Gula Aren, Warisan Kekayaan Kuliner Nusantara Yang Masih Lestari di Ngawi

Gula aren bagi masyarakat Indonesia tentu sudah sangat familiar. Salah satu bahan makanan yang memiliki rasa manis yang khas itu sangat mudah ditemukan di pasaran.

Gula aren salah satu jenis pemanis makanan. Selain gula aren, masyarakat kita juga mengenal pemanis seperti gula pasir putih, gula tebu, gula batu, gula kelapa, dan lain sebagainya.

Gula aren tradisional

Tentang gula aren, gula ini terbuat dari nira hasil sadapan pohon enau. Bagi masyarakat lokal, pohon enau juga dikenal sebagai pohon aren.

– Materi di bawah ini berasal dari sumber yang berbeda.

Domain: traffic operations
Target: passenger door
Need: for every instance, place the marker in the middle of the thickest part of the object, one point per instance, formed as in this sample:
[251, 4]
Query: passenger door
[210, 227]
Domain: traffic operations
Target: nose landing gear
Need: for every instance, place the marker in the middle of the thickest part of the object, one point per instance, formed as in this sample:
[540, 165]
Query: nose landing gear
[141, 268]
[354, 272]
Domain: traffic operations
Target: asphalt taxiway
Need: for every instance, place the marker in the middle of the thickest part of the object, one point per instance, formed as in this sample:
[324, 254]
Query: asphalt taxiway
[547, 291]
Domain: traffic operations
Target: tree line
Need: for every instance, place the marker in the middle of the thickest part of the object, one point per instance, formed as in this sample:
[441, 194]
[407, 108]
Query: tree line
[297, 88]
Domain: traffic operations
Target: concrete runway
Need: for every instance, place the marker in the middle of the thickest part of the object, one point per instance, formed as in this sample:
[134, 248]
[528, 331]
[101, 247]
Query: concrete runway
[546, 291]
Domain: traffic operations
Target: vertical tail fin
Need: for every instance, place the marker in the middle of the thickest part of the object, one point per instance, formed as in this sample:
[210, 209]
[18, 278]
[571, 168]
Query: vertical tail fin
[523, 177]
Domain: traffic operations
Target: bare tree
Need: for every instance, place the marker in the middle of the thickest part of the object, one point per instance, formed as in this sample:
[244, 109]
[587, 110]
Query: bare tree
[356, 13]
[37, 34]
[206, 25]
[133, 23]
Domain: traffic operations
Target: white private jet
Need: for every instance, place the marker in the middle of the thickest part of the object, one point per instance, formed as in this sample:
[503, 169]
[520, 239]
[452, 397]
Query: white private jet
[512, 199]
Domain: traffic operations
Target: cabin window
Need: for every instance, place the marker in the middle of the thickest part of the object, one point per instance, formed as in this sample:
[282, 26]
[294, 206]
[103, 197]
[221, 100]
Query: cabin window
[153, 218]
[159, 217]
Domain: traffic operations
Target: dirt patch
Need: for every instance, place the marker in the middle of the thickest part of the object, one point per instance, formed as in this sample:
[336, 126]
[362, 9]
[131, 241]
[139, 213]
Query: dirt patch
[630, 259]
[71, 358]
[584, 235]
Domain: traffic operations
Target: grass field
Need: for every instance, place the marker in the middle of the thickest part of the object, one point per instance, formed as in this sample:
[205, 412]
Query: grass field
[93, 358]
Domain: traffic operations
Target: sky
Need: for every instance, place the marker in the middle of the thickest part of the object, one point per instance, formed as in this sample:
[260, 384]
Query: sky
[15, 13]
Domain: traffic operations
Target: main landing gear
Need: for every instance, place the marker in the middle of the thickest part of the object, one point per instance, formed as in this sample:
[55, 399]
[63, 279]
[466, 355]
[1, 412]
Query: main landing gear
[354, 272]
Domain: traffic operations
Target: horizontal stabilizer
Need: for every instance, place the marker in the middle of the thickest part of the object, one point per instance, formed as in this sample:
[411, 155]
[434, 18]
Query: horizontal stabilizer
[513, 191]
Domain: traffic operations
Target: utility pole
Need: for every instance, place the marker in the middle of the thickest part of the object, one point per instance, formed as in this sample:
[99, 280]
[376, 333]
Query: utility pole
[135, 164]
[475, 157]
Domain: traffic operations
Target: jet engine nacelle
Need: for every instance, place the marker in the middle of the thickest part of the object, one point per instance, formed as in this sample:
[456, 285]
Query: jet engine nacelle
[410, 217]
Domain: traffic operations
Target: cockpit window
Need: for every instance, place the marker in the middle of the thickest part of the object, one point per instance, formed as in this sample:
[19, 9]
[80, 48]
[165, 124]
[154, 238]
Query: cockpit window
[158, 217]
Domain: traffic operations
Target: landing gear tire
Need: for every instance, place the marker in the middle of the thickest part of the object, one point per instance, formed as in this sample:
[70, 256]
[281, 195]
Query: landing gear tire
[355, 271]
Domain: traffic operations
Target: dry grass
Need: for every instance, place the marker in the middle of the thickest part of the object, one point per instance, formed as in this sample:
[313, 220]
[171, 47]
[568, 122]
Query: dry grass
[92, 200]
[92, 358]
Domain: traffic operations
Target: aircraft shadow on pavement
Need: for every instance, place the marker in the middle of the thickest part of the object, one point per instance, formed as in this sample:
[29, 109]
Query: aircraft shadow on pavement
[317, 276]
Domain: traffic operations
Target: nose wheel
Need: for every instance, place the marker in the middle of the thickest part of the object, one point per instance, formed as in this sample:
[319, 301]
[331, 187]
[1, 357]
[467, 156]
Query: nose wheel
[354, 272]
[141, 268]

Pohon aren tumbuh seperti pohon kelapa. Berbatang lurus memanjang, dengan sekelompok daun pada sisi atasnya.

Pohon enau banyak tumbuh di kawasan pegunungan. Jika di Kabupaten Ngawi, pohon enau atau aren ini mudah ditemukan sepanjang Kecamatan Kendal, Ngrambe, Jogorogo, dan Sine.

Pohon enau atau aren

Nira bahan baku utama gula aren didapatkan dari proses penyadapan dahan bakal bunga. Satu dahan bakal bunga itu, bisa menghasilkan banyak liter nira.

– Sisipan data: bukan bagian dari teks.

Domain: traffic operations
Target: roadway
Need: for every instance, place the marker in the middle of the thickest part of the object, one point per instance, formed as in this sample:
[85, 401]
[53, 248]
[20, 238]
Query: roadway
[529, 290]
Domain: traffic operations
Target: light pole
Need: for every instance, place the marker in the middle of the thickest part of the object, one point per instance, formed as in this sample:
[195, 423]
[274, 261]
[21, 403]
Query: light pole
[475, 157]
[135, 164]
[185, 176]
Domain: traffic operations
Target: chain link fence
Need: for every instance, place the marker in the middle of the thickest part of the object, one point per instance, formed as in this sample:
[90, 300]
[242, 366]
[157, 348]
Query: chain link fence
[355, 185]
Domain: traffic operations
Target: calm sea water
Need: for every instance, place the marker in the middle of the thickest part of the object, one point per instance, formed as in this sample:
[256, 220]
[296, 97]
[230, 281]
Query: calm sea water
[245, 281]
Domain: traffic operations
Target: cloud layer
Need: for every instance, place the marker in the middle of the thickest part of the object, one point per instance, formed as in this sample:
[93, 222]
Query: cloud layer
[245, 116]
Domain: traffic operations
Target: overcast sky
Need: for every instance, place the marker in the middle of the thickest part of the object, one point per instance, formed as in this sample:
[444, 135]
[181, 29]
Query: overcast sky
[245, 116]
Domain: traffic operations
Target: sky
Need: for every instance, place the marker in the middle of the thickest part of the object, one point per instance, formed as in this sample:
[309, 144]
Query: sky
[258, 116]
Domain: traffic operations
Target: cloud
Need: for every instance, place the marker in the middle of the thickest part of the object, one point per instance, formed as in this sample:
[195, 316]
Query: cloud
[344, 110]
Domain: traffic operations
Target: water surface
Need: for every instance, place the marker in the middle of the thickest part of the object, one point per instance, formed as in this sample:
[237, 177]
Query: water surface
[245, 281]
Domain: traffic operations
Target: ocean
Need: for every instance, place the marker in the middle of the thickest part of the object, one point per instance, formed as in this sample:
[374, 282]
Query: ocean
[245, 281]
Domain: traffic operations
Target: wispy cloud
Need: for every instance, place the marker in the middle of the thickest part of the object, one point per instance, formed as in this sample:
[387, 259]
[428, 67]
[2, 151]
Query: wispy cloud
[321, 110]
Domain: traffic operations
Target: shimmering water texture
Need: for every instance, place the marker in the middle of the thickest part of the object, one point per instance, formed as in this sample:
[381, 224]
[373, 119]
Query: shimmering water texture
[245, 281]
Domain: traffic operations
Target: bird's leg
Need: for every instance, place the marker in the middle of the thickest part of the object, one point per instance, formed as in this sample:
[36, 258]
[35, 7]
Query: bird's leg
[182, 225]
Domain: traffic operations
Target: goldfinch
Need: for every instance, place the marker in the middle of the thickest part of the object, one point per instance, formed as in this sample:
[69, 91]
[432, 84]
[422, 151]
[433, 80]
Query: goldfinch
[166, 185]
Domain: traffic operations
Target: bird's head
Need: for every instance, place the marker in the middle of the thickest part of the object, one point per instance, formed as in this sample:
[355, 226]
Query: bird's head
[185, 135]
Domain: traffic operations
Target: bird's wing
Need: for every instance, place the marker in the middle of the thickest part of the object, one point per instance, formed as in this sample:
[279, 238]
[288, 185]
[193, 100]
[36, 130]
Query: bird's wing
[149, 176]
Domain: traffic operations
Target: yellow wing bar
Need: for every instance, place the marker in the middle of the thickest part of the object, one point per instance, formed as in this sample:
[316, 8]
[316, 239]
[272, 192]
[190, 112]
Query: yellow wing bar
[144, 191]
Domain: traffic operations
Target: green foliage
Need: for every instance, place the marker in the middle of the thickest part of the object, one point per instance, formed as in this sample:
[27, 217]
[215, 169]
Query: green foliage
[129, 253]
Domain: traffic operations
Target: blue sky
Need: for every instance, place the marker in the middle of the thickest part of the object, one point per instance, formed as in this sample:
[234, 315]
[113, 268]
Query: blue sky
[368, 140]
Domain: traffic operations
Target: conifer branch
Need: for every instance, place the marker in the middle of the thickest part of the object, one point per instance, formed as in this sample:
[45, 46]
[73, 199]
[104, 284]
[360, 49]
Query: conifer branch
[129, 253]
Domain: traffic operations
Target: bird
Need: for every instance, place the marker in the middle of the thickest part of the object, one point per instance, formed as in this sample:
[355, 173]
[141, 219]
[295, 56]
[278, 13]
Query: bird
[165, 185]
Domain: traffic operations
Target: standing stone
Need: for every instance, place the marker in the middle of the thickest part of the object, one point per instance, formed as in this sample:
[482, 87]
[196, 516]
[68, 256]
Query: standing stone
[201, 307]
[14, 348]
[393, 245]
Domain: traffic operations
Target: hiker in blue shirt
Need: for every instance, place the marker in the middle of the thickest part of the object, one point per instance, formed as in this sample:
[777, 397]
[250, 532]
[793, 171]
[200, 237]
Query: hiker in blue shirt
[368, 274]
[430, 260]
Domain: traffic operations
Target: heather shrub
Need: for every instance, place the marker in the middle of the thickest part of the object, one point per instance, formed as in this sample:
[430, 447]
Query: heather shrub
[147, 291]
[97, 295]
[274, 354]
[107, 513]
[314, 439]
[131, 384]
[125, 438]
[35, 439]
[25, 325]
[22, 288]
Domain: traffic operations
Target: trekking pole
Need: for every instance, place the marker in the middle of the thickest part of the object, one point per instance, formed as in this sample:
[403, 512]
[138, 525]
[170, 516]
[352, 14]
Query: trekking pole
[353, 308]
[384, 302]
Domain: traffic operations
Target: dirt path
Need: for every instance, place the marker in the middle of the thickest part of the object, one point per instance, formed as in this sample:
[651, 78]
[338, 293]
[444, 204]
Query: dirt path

Untuk membuat gula aren, nira hasil sadapan kemudian di masak dalam kuali. Proses memasak air nira membutuhkan waktu yang tidak singkat. Hingga berjam-jam, sampai tingkat kematangan tertentu.

Setelah itu, air nira yang sudah dimasak kemudian di tuang dalam cetakan. Umumnya orang desa menggunakan cetakan bekas tempurung kelapa.

Proses memasak air nira

Proses pengerasannya bisa memakan waktu hingga 10 jam. Cukup lama untuk mencapai kepadatan gula aren seperti yang kita tau.

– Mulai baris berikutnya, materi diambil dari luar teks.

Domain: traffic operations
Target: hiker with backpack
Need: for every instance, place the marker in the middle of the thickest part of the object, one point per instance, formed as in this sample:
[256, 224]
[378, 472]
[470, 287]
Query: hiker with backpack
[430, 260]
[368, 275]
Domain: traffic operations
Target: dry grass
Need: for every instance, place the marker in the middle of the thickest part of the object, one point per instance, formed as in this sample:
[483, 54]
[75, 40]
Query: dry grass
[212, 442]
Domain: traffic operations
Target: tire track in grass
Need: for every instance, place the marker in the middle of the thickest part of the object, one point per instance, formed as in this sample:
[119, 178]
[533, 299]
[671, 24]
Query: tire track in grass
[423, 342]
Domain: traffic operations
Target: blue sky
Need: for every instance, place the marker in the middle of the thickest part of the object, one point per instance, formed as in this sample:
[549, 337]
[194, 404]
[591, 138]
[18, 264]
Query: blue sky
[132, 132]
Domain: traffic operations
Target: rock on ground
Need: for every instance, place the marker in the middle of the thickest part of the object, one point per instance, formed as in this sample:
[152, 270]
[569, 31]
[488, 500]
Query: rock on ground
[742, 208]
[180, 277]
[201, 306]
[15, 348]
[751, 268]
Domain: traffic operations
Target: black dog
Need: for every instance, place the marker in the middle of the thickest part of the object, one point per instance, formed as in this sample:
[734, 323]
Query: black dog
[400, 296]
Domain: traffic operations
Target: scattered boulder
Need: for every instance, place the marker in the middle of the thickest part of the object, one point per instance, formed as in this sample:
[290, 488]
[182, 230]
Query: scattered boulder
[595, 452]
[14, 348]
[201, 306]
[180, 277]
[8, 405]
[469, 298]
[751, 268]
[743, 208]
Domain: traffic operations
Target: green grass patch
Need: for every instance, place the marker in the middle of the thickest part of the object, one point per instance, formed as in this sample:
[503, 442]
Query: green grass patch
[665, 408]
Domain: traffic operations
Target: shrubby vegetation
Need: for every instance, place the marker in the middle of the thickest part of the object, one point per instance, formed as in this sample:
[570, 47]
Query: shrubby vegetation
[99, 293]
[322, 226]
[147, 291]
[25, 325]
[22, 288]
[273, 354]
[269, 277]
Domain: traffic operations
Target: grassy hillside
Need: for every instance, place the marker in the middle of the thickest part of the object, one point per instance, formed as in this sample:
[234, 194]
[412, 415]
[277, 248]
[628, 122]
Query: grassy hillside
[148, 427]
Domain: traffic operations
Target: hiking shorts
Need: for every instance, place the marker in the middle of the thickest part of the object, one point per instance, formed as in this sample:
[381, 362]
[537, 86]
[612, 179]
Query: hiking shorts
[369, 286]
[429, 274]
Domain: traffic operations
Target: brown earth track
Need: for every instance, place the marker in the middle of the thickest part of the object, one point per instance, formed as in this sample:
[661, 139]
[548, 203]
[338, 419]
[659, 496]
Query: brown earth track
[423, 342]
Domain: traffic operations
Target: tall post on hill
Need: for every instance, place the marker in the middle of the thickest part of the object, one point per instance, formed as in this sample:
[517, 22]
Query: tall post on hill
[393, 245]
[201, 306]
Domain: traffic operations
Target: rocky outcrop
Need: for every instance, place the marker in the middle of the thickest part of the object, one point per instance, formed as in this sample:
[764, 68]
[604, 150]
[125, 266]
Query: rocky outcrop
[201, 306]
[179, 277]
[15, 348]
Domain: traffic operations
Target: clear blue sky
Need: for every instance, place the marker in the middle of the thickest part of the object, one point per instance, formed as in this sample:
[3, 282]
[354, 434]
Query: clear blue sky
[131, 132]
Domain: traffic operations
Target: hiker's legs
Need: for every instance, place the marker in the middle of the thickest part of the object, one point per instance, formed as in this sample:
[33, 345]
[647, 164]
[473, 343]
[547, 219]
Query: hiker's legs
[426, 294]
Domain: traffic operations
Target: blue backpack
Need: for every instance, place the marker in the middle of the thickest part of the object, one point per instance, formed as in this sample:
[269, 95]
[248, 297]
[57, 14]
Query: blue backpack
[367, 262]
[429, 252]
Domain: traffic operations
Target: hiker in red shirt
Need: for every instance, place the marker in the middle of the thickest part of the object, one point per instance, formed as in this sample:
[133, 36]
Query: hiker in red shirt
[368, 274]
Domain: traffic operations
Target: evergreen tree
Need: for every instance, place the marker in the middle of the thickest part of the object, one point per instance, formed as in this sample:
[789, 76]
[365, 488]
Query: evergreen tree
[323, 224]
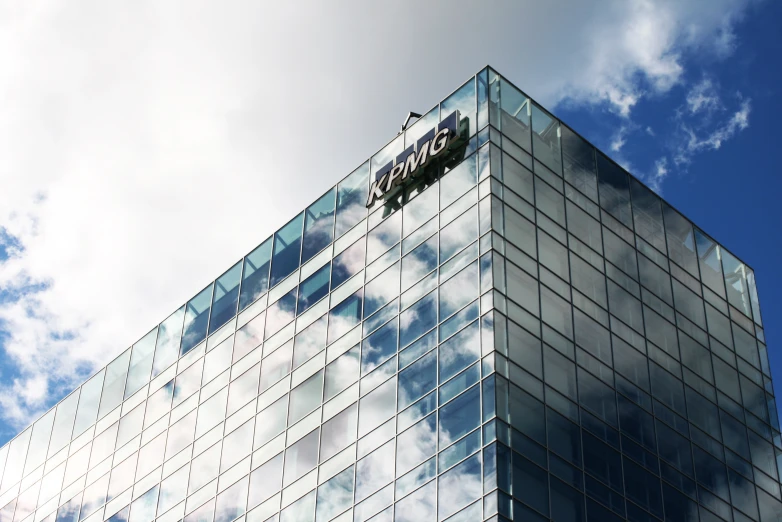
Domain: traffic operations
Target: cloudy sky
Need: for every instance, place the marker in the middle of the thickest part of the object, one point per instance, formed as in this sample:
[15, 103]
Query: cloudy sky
[146, 146]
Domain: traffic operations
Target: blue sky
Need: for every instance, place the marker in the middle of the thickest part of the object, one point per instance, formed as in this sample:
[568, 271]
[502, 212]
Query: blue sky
[143, 152]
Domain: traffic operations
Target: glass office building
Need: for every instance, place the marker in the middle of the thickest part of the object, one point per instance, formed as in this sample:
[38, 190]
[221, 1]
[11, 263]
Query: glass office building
[519, 331]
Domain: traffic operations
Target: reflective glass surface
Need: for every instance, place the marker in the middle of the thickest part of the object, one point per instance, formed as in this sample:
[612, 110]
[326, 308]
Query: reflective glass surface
[523, 331]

Gula aren yang sudah mengeras langsung bisa kita konsumsi. Asal sudah dingin. Bisa untuk teman minum kopi pahit, atau bahan masakan.

Proses pembuatan gula aren yang ribet, membuat sebagian orang enggan menggeluti. Selain itu, harga jualnya juga tidak sebanding dengan perjuangan membuat sekeping gula aren.

Kendati demikian, di Kabupaten Ngawi masih ada pembuat gula aren secara tradisional. Dia adalah Mbah Mikin Harsono, warga desa Kletekan, Kecamatan Jogorogo, Kabupaten Ngawi.

Mbah Mikin, pembuat gula aren tradisional

Di usia Mbah Mikin (74), sehari-hari dirinya masih membuat gula aren. Dari proses menyadap, memanjat pohon enau untuk mendapatkan air nira, pulang pergi dengan jalan kaki. Semua masih dia lakukan sendiri.

“Saya membuat gula aren sudah puluhan tahun, sejak belum menikah malahan,” katanya.

Dibantu sang istri, Mbah Mikin masih setia mengolah air nira menjadi gula aren yang nikmat itu. Hal itu semata-mata untuk penghasilan tambahan, dan meneruskan tradisi.

Satu keping gula aren buatan Mbah Mikin, biasa dia jual dengan harga Rp50 ribuan. Pelanggan setia hanya tetangga sekitar saja. Namun tidak jarang juga diminati oleh orang luar desanya di Kletekan.

“Ya untuk yang beli tetangga sekitar saja, kadang juga ada yang dari luar desa,” ujarnya.

Mbah Mikin mengaku dalam membuat gula aren hanya menggunakan bahan alami. Tidak ada campuran dan dipastikan gula aren produksinya asli.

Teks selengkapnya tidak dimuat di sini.